Dictation is being made available to Office 365 applications including Outlook, PowerPoint and Word. Currently it’s a first release feature but will gradually make its way into the mainstream release. This is different from the Windows speech recognition feature where you can control your PC using speech and it’s also distinct from the Windows 10 dictation added to Windows last autumn (and only available for US English).
We loved the Learning Tools add-on for OneNote which included dication and a host of accessibility features and were keen to give dictation a whirl in Outlook.
Enabling Dictation in Office 365
Luckily, there’s very little to set-up as this is a feature that’s enabled by default in an office upgrade. It uses Microsoft’s intelligent services (just like the automatic Alt-Text feature for inserted images) so you’ll need an internet connection – dictation can’t be used offline. If you can’t get dictate to work, check Intelligent Services is enabled in the File, Options, General tab. Your Office account must also be up to date.
Using Office 365 Dictate in Outlook
In a new email, click the Dictate button on the right hand of the Ribbon Home tab. The dropdown menu shows the languages this is available in. This should default to your Windows locale and having UK English gives me a good excuse to test for UK spelling.
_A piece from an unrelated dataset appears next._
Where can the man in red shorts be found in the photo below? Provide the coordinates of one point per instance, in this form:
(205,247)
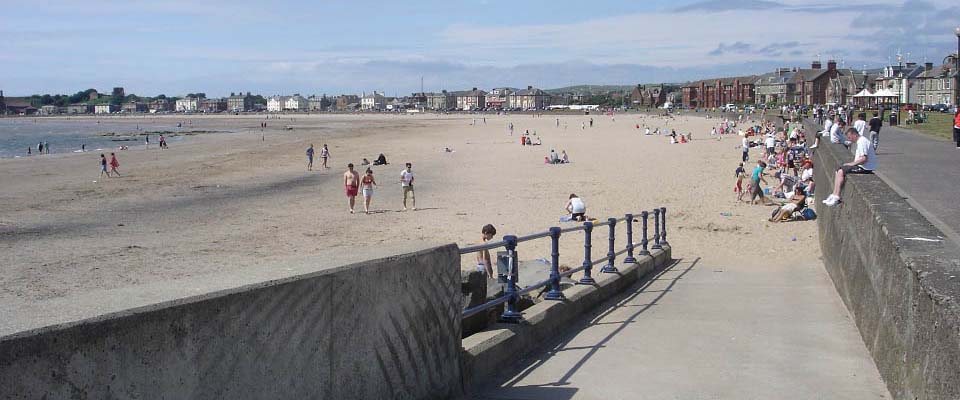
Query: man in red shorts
(351,182)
It’s unlikely many built-in pc microphones will provide good results in a noisy office so I grabbed a Sennheiser headset and recorded the following:
My favourite colour is purple to wear and green to see. I also like black but it’s not really a colour.
I still can’t get dictation to type pounds.
My favourite neighbour is the one down the road with the aluminium blinds.
I drank too much at a party and made a bit of an arse of myself.
It’s my mum’s birthday soon.
You need to specifically add punctuation by saying ‘full stop’ or ‘period’, etc. and also formatting such as ‘new line’ to add a carriage return. I was speaking in a normal cadence but did add a bit of a Windsor accent. This is the result:
Quite an impressive outcome. I like the way offensive words are automatically censored. Spelling is UK English. Why it shortened road I don’t know and the final ‘I’ would have been capitalised had I said ‘new line’ to move to a different paragraph. And I still can’t figure out how to get it to type a £ symbol.
You can say the following to add punctuation:
This should be a real boon for users and because it uses Microsoft’s online intelligent services with machine learning, recognition and accuracy should improve over time.